Paty Godoy
Jornalista e documentarista mexicana. Especialista em narrativas transmídia e interativas.
"POR ACASO NÃO EXISTE DIREITA NO MÉXICO?"
Já faz alguns anos, no dia 1º de abril de 1983, o antropólogo Roger Bartra, pensador e referência crítica da esquerda mexicana, fazia essa pergunta, não sem certa ironia, em um artigo da revista Nexos intitulado Viagem ao fundo da direita. Bartra convidava seus leitores a abandonarem “o reino das aparências”: garantiu que a direita mexicana não só existia, como estava “bem instalada” em um sistema político “terrivelmente injusto” como o mexicano, no qual a direita está simultaneamente no poder e na oposição, no governo e na sociedade.
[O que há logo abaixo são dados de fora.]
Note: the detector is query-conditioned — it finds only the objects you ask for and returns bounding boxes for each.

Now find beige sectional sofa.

Segundo Bartra, a direita no México, desde então, está em toda parte, onipresente.
A Revolução Francesa instaurou essa ordem simbólica que conhecemos como esquerda-direita a partir de um evento fortuito: a localização dos delegados na Assembleia Constituinte do verão de 1789. E, como quase sempre no México, onde as coisas acontecem aparentemente de outra maneira, esse eixo se rompeu. Em um país tão paradoxal como este – que pôde ser revolucionário, mas institucional, oficialmente laico, mas profundamente católico – a direita e seus postulados estão em todo o espectro político apesar de a herança simbólica da Revolução Mexicana (1910) – associada a valores progressistas e laicos – ter feito com que seus políticos sentissem, como escreveu Bartra, “uma grande repugnância ao se verem rotulados de direita”.
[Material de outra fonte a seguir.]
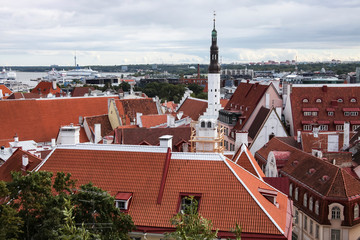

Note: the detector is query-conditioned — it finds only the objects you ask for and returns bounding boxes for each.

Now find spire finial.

México, esse lugar chamado passado
No vasto mar de contradições chamado México, as coisas que aconteceram no passado, esse lugar em que a gente fazia as coisas de outra maneira, são quase mais importantes do que as que acontecem hoje. Assim, o triunfo revolucionário dos “liberais” há 110 anos transformou o espaço da direita em algo difuso, quase clandestino. Durante grande parte do século XX, dizer-se “de direita” no México era um risco: “Havia uma perseguição, não apenas política mas também legal e, em alguns casos, bélica, contra aqueles que tentassem intervir nos desígnios da nação a partir do pensamento de direita”, conforme explica Luis Ángel Hurtado Razo, professor da Faculdade de Ciências Políticas e Sociais da UNAM.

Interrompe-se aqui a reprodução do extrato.